Coba cek, apakah Anda compulsive shopper dengan menjawab ya atau tidak untuk tiga pernyataan ini.
• Membeli barang yang Anda inginkan, tidak peduli cara melunasinya.
• Membeli barang untuk menghibur diri.
• Perasaan Anda ketika membeli barang jengkel, marah, atau putus asa.
Belanja kompulsif atau oniomania (tak ada hubungannya dengan onion, hi hi) lebih tepat disebut kecanduan. Oniomania digolongkan gangguan pada kemampuan mengendalikan dorongan, dalam hal ini dorongan untuk membeli.

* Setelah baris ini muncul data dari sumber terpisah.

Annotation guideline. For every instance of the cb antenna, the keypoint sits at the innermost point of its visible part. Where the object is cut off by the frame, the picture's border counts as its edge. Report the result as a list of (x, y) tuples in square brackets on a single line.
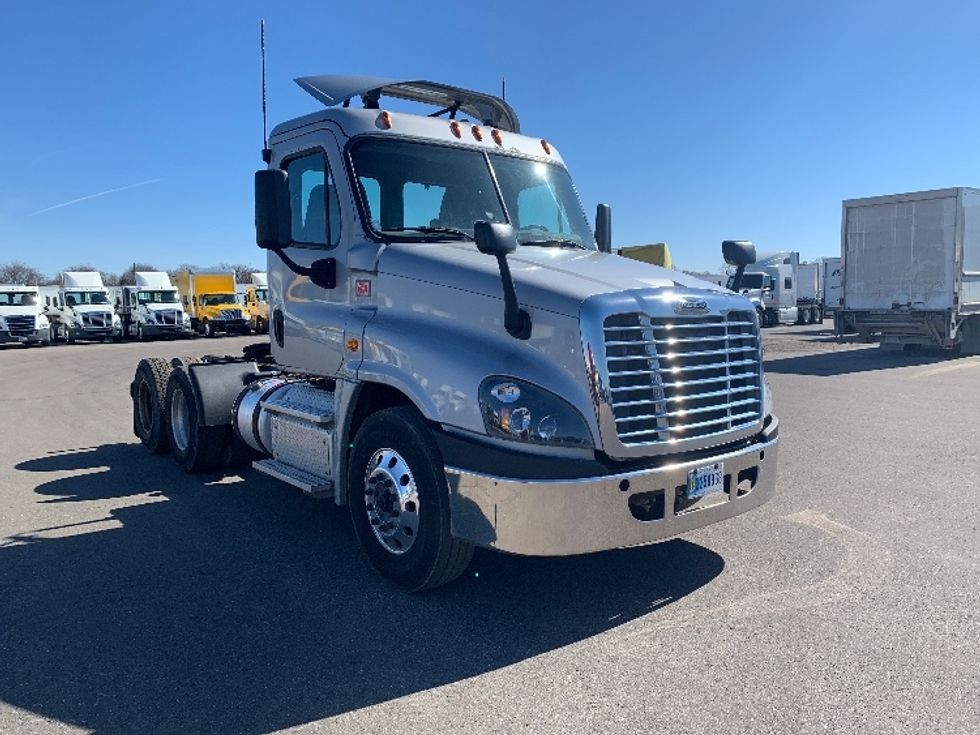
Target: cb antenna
[(266, 152)]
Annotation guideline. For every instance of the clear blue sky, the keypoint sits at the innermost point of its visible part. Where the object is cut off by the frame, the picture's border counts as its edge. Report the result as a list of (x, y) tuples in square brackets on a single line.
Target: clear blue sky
[(696, 121)]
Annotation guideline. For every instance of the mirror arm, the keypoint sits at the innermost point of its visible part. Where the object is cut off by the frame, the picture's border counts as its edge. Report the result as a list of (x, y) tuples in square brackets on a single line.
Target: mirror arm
[(737, 283), (516, 320)]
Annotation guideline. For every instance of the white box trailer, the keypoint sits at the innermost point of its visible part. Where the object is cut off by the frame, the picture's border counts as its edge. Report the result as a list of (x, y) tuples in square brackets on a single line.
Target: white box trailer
[(912, 268)]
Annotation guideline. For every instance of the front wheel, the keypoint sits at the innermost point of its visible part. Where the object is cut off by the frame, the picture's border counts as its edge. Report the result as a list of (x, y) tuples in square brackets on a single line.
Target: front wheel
[(399, 502)]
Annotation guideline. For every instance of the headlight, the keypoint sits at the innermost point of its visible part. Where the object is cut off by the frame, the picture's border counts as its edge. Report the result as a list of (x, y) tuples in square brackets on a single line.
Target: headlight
[(514, 409)]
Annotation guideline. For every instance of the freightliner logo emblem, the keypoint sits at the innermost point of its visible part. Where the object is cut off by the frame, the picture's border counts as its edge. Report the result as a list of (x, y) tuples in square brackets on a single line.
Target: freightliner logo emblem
[(690, 306)]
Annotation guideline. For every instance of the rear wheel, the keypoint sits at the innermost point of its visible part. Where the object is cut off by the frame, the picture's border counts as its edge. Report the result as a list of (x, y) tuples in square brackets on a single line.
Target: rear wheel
[(399, 502), (149, 392), (196, 448)]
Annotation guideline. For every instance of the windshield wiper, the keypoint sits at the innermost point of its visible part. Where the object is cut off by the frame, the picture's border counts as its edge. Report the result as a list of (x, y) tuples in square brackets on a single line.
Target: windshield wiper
[(555, 243), (433, 230)]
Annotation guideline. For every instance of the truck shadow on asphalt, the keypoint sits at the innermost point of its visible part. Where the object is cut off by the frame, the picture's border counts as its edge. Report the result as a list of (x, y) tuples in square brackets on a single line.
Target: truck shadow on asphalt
[(846, 362), (246, 607)]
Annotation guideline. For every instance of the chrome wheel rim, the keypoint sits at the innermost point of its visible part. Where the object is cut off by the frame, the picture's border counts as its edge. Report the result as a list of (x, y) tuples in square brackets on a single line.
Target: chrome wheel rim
[(392, 501), (180, 420)]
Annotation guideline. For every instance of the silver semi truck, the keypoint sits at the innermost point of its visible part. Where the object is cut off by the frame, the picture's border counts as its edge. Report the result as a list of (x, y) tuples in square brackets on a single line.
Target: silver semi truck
[(911, 269), (455, 356)]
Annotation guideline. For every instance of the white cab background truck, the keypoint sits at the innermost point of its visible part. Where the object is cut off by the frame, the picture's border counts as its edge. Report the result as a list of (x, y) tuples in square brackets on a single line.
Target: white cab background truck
[(82, 309), (22, 317), (455, 357), (151, 308), (772, 284), (912, 269)]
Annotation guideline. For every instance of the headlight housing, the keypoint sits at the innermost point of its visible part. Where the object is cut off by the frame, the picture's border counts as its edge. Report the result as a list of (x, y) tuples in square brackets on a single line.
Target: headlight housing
[(520, 411)]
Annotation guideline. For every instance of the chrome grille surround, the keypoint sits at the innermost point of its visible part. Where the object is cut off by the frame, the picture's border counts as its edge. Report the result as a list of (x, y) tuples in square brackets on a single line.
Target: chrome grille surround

Nama alias oniomania banyak, antara lain compulsive buying, shopaholic, kecanduan belanja, dan compulsive shopping. Oniomania sama buruknya dengan kecanduan alkohol, maka harus dihentikan.
Lazimnya oniomania dialami oleh wanita berusia awal 20-an. Menggambarkan seorang oniomania, Mark Banshick, MD, psikiater anak dan konselor dari New York, memilih tokoh bernama Kate. Kate seorang mahasiswi yang membiayai kuliahnya dengan bekerja paruh waktu.
Karena memikirkan dua keberhasilan yang ingin ia raih yaitu prestasi kerja supaya tetap dapat membiayai kuliahnya, dan memikirkan prestasi belajar agar ia memperoleh beasiswa, Kate jadi mudah merasa cemas dan sering merasa bingung.
Menghalau rasa cemas dan bingung, Kate mulai menghibur diri dengan berbelanja. Ia merasa nyaman dan kecemasannya terobati. Tak hanya keluar masuk toko, ia juga tergila-gila belanja online. Saat membeli barang, Kate merasakan sensasi semacam ‘high’ dan ia merasa terhibur.
Tapi perasaan itu segera lenyap, dan rasa cemas muncul lagi begitu ia melihat barang-barang belanjaannya. Siklus ini muncul berulang: Cemas-belanja-cemas-belanja dan selalu berakhir dengan rasa cemas. Barangnya pun bertumpuk. Ia bahkan pernah mencuri kartu kredit ibunya untuk belanja. Masalah lain muncul: Ibunya harus membayar tagihan.
Ternyata 90% pengidap onimania adalah wanita. Tapi data ini bisa saja berubah, mengingat e-commerce kian berkembang. Beberapa riset menyebutkan, orang yang kecanduan, apa pun itu, cenderung memiliki kadar serotonin yang rendah.
Serotonin sering disebut hormon kebahagiaan, meski sebenarnya bukan hormon. Dalam jumlah normal, serotonin bisa menimbulkan rasa senang. Tapi ketika tubuh mengalami stres berlebihan, dibutuhkan lebih banyak serotonin untuk mengompensasi kondisi itu.
Sama seperti kecanduan lainnya, oniomania memberi pengalaman kenikmatan ketika seseorang membeli dan membayar. Mereka sering perlu merasa diterapi dari depresi, dari rasa marah, kesepian, dan rasa tidak percaya diri.
Momen membayar memberikan eforia sesaat; persis seperti ketika penjudi meletakkan uang taruhannya. Kadang-kadang membayar dapat menjadi simbol ideal diri seseorang. Misalnya saja seorang wanita yang merasa tidak percaya diri dengan penampilannya, ia akan berbelanja produk fashion seperti aksesori dan baju agar merasa diri cantik.
Ketika seorang onimania berbelanja, endorfin dilepaskan dan terjadilah gejolak adrenalin; berbelanja sungguh sangat mengasyikkan! Tapi gejolak ini akan diikuti perasaan malu, menyesal dan merasa bersalah. Setelahnya, ia merasa perlu gejolak lagi. Perilaku ini akan memasukkan penderitanya ke dalam jurang kehancuran: Terlilit utang, depresi lebih dalam, dan kehidupan perkawinan yang kacau.
Onimania bukan retail therapy. Kalau ada asuransi kesehatan yang meng-cover kesehatan jiwa, saya akan ambil! Untuk retail therapy, tentunya.
Sebuah survei di Amerika mencatat, separuh dari penduduk Amerika memilih retail therapy (60% wanita dan 40% pria) untuk memperbaiki mood. Bedanya dengan oniomania, retail therapy tidak pernah membuat seseorang bangkrut. Kartu kredit aman, duit kas juga selamat, namun hati gembira membeli barang yang memang untuk menghadiahi diri sendiri atau mengubah penampilan untuk sukses.
Nah, jenis mana diri Anda? Kalau Anda merasa diri pengidap oniomania, sebaiknya Anda tidak berbelanja. Berbelanja bukan solusi tepat. Yang Anda butuhkan adalah terapi untuk masalah Anda yang lebih dalam.